Launching a web application
Besides the mentioned MapReduce scenarios, Cloudgene can also be used to host a user defined web application on a public cloud. We demonstrated this on HaploGrep, a tool to determine mitochondrial DNA haplogroups from mtDNA profiles. Especially for large input data, HaploGrep requires a lot of main memory, thereby making a public cloud node with sufficient main memory an adequate choice. For this purpose a simple shell script was integrated into the setup process to start the HaploGrep web server. This shell script can be defined in the manifest file of Cloudgene-Cluster and is executed automatically on each cluster node.

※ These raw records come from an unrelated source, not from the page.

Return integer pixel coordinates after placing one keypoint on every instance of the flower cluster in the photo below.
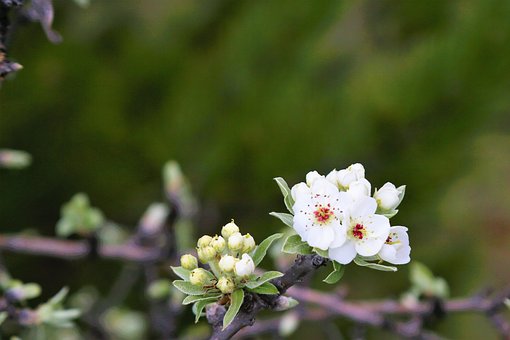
(339, 216)
(231, 260)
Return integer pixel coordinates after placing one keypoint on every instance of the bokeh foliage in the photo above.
(240, 92)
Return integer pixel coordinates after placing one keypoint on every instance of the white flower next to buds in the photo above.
(218, 243)
(189, 262)
(236, 242)
(206, 254)
(227, 263)
(245, 266)
(388, 197)
(204, 241)
(248, 243)
(225, 285)
(199, 277)
(229, 229)
(311, 177)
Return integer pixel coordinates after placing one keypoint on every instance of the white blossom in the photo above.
(366, 231)
(396, 249)
(245, 266)
(317, 213)
(388, 197)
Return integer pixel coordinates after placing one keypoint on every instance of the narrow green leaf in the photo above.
(265, 288)
(360, 262)
(284, 217)
(261, 250)
(264, 278)
(195, 298)
(287, 197)
(181, 272)
(199, 306)
(236, 300)
(336, 274)
(294, 245)
(188, 288)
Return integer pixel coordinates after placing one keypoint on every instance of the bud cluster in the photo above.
(227, 256)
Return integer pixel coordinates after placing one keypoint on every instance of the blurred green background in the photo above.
(240, 92)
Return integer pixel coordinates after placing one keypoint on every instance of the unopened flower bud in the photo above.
(229, 229)
(248, 243)
(388, 197)
(199, 277)
(204, 241)
(218, 243)
(245, 266)
(206, 254)
(225, 285)
(189, 262)
(227, 263)
(236, 242)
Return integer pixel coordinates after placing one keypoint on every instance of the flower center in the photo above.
(323, 214)
(359, 231)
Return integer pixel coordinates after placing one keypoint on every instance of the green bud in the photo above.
(199, 277)
(204, 241)
(227, 263)
(225, 285)
(236, 242)
(189, 262)
(218, 243)
(229, 229)
(248, 243)
(206, 254)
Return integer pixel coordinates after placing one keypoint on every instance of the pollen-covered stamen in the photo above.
(359, 231)
(391, 240)
(323, 214)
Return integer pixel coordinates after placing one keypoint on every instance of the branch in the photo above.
(254, 303)
(73, 250)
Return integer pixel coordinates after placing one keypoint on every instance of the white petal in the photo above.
(344, 254)
(369, 246)
(320, 237)
(299, 190)
(340, 236)
(363, 206)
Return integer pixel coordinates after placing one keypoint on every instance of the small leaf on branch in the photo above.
(336, 274)
(236, 300)
(181, 272)
(199, 306)
(260, 252)
(284, 217)
(294, 245)
(287, 197)
(266, 288)
(264, 278)
(188, 288)
(195, 298)
(360, 262)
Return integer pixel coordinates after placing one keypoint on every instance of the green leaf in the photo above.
(323, 253)
(284, 217)
(188, 288)
(191, 299)
(199, 306)
(287, 197)
(181, 272)
(264, 278)
(336, 274)
(261, 250)
(294, 245)
(265, 288)
(59, 297)
(360, 262)
(236, 300)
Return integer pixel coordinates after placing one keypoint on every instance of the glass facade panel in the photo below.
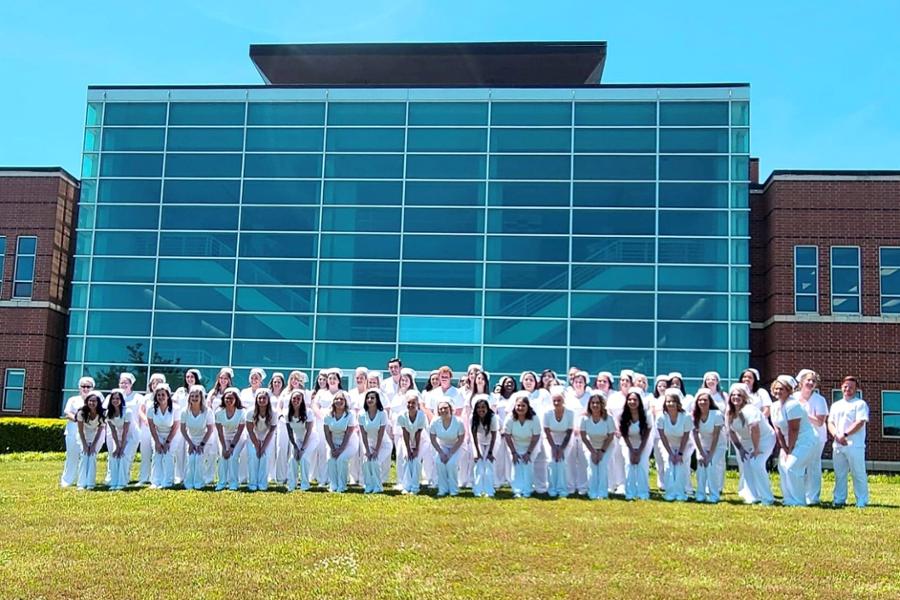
(516, 233)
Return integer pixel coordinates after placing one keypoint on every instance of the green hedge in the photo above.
(21, 434)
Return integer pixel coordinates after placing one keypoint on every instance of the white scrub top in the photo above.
(844, 414)
(196, 425)
(521, 433)
(447, 436)
(597, 430)
(752, 415)
(707, 428)
(229, 426)
(558, 428)
(675, 431)
(164, 421)
(339, 427)
(372, 425)
(782, 412)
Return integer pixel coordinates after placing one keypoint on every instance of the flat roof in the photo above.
(454, 64)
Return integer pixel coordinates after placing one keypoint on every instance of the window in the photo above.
(14, 390)
(23, 282)
(845, 280)
(890, 280)
(890, 414)
(2, 258)
(806, 279)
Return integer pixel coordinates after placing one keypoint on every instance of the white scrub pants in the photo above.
(792, 469)
(813, 476)
(710, 480)
(616, 469)
(448, 472)
(339, 467)
(852, 460)
(147, 451)
(410, 476)
(229, 475)
(73, 453)
(87, 469)
(162, 468)
(258, 467)
(299, 472)
(120, 468)
(375, 472)
(597, 475)
(757, 486)
(561, 475)
(637, 477)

Although MapReduce enabled a scalable way to process and analyze data, the execution of programs and the overall setup of cluster architectures still includes non-trivial tasks and hampers the spread of MapReduce programs in Bioinformatics. We therefore developed and implemented Cloudgene, which provides scientists a graphical execution platform and a standardized way to manage large-scale bioinformatic projects.
Strengths and limitations
The usage of Cloudgene has several strengths: (1) Programs can be executed via one centralized platform, thereby standardizing the import/export of data, the execution and monitoring of MapReduce jobs and the reproducibility of programs or new defined program pipelines; (2) scientists can decide flexibly in which environment (public or private cluster) a program should be executed depending on the case scenario to guarantee an appropriate level of data security and to reduce data transfer times; (3) an Amazon EC2 cluster can be launched via the Cloudgene web interface, thus simplifying the overall setup and making Cloudgene available in a public cloud; (4) new MapReduce programs can be integrated by using Cloudgene’s plug-in interface without changing the program code at all.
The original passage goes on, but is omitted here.